To get the types of licenses, we will take the following approach:
1. Get the 2018 data for Google Queries to get types of licenses that were queried for
2. Filter the licenses by type and version, which means we will not look at language-specific versions of licenses.
3. The list of licenses will at last be stored in a numpy array, as shown below.

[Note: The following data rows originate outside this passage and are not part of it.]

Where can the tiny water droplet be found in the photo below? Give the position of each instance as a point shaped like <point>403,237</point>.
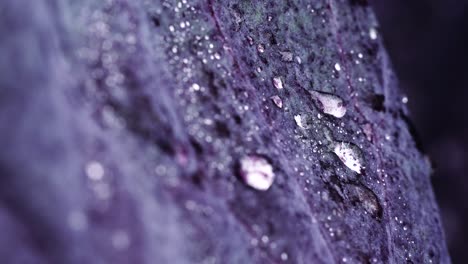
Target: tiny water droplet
<point>278,83</point>
<point>373,33</point>
<point>329,104</point>
<point>337,67</point>
<point>257,172</point>
<point>195,87</point>
<point>95,170</point>
<point>303,121</point>
<point>260,48</point>
<point>404,99</point>
<point>277,101</point>
<point>286,56</point>
<point>350,155</point>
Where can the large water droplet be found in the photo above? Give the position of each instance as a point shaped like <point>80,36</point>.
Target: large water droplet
<point>329,103</point>
<point>257,172</point>
<point>277,101</point>
<point>350,155</point>
<point>95,170</point>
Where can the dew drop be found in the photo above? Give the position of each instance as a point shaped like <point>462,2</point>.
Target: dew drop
<point>95,170</point>
<point>350,155</point>
<point>404,99</point>
<point>278,83</point>
<point>257,172</point>
<point>195,87</point>
<point>337,67</point>
<point>277,101</point>
<point>260,48</point>
<point>373,33</point>
<point>329,104</point>
<point>286,56</point>
<point>303,121</point>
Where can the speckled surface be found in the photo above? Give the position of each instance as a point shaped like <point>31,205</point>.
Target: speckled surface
<point>123,124</point>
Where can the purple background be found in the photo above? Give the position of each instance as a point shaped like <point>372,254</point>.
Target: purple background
<point>427,42</point>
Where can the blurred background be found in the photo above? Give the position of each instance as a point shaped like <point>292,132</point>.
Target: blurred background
<point>428,43</point>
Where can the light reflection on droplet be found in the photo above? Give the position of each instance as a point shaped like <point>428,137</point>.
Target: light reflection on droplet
<point>373,33</point>
<point>350,155</point>
<point>278,83</point>
<point>277,101</point>
<point>95,171</point>
<point>337,67</point>
<point>257,172</point>
<point>330,104</point>
<point>404,99</point>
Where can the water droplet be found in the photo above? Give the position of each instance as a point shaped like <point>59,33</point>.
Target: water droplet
<point>404,99</point>
<point>350,155</point>
<point>373,33</point>
<point>195,87</point>
<point>337,67</point>
<point>260,48</point>
<point>257,172</point>
<point>329,104</point>
<point>95,170</point>
<point>278,83</point>
<point>277,101</point>
<point>286,56</point>
<point>303,121</point>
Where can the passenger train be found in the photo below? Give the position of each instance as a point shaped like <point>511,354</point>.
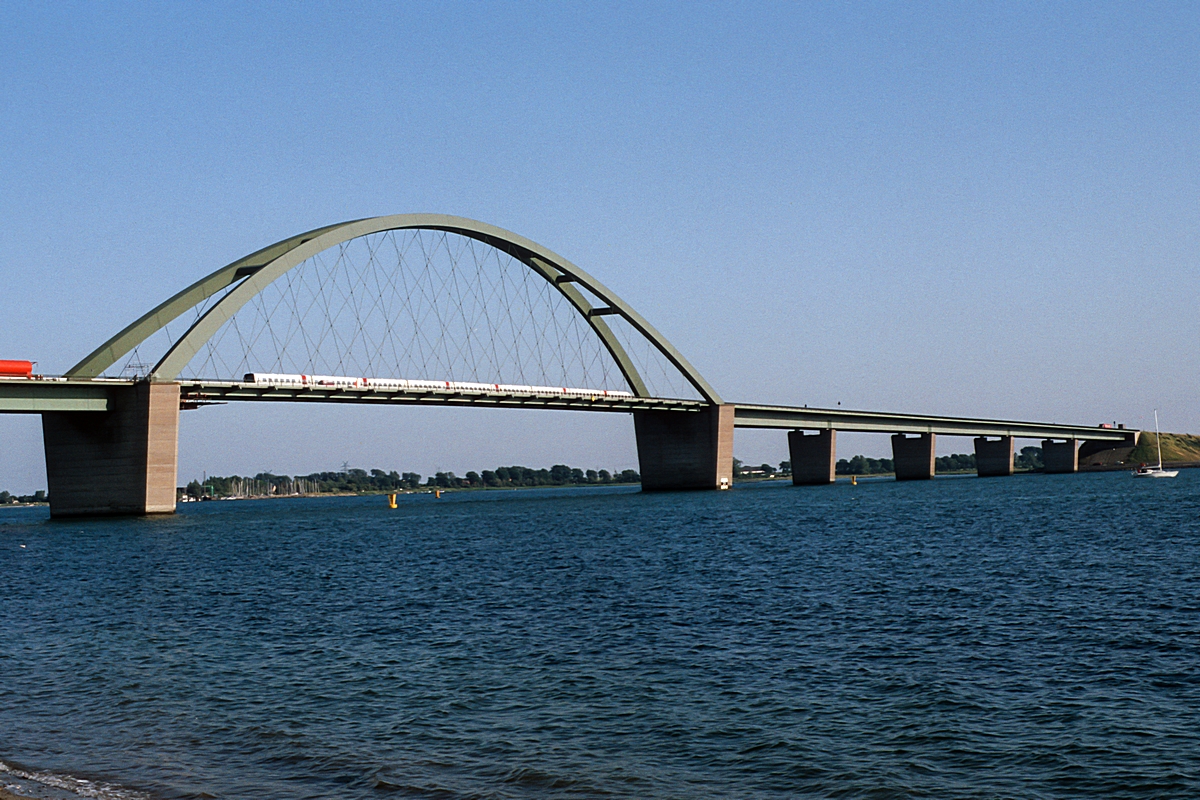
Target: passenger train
<point>397,384</point>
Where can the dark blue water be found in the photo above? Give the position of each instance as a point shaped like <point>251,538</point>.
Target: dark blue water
<point>1027,637</point>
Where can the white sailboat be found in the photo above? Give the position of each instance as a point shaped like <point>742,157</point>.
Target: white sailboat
<point>1156,471</point>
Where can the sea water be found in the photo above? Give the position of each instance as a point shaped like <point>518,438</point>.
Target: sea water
<point>1027,637</point>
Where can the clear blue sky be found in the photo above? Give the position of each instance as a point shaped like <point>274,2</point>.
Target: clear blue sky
<point>970,209</point>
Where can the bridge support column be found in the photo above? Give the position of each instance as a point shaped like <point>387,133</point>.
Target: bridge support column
<point>115,462</point>
<point>682,450</point>
<point>913,457</point>
<point>1060,457</point>
<point>814,457</point>
<point>994,457</point>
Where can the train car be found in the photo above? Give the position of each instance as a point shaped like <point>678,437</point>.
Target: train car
<point>10,368</point>
<point>400,384</point>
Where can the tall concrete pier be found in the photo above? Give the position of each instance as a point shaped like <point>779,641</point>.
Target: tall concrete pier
<point>994,457</point>
<point>685,451</point>
<point>115,462</point>
<point>1060,457</point>
<point>912,457</point>
<point>814,457</point>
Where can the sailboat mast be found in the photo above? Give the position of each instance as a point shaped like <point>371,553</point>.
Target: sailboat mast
<point>1158,440</point>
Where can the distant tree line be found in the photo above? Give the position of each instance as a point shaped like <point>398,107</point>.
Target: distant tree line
<point>11,499</point>
<point>361,481</point>
<point>863,465</point>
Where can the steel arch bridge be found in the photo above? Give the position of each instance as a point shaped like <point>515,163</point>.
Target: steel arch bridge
<point>241,281</point>
<point>112,441</point>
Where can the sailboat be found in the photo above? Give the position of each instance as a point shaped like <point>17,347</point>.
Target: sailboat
<point>1156,471</point>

Meanwhile, ver 2.1 licenses are filtered out because they are no longer implemented.

In [3]:
data_2018 = pd.read_csv(os.getcwd() + "/GoogleCustomSearch/data_2018.txt") \
    .set_index("License Address") \
    .iloc[:, :1] \
    .sort_values(by = "License Address")
license_pattern = r"/creativecommons.org/((?:[^/]+/){3}).*"
license_list = pd.Series(data_2018.index)
license_list = license_list[~license_list.str.contains("2.1")]\
                .str.extract(license_pattern, expand = False)\
                .dropna()\
                .unique()
license_list.sort()
print(f"There are {len(license_list)} licenses listed here.")
license_list

There are 31 licenses listed here.


array(['licenses/GPL/2.0/', 'licenses/by-nc-nd/2.0/',
       'licenses/by-nc-nd/2.5/', 'licenses/by-nc-nd/3.0/',
       'licenses/by-nc-nd/4.0/', 'licenses/by-nc-sa/1.0/',
       'licenses/by-nc-sa/2.0/', 'licenses/by-nc-sa/2.5/',
       'licenses/by-nc-sa/3.0/', 'licenses/by-nc-sa/4.0/',
       'licenses/by-nc/2.0/', 'licenses/by-nc/2.5/',
       'licenses/by-nc/3.0/', 'licenses/by-nc/4.0/',
       'licenses/by-nd-nc/1.0/', 'licenses/by-nd/2.0/',
       'licenses/by-nd/2.5/', 'licenses/by-nd/3.0/',
       'licenses/by-nd/4.0/', 'licenses/by-sa/2.0/',
       'licenses/by-sa/2.5/', 'licenses/by-sa/3.0/',
       'licenses/by-sa/4.0/', 'licenses/by/1.0/', 'licenses/by/2.0/',
       'licenses/by/2.5/', 'licenses/by/3.0/', 'licenses/by/4.0/',
       'licenses/sampling+/1.0/', 'publicdomain/mark/1.0/',
       'publicdomain/zero/1.0/'], dtype=object)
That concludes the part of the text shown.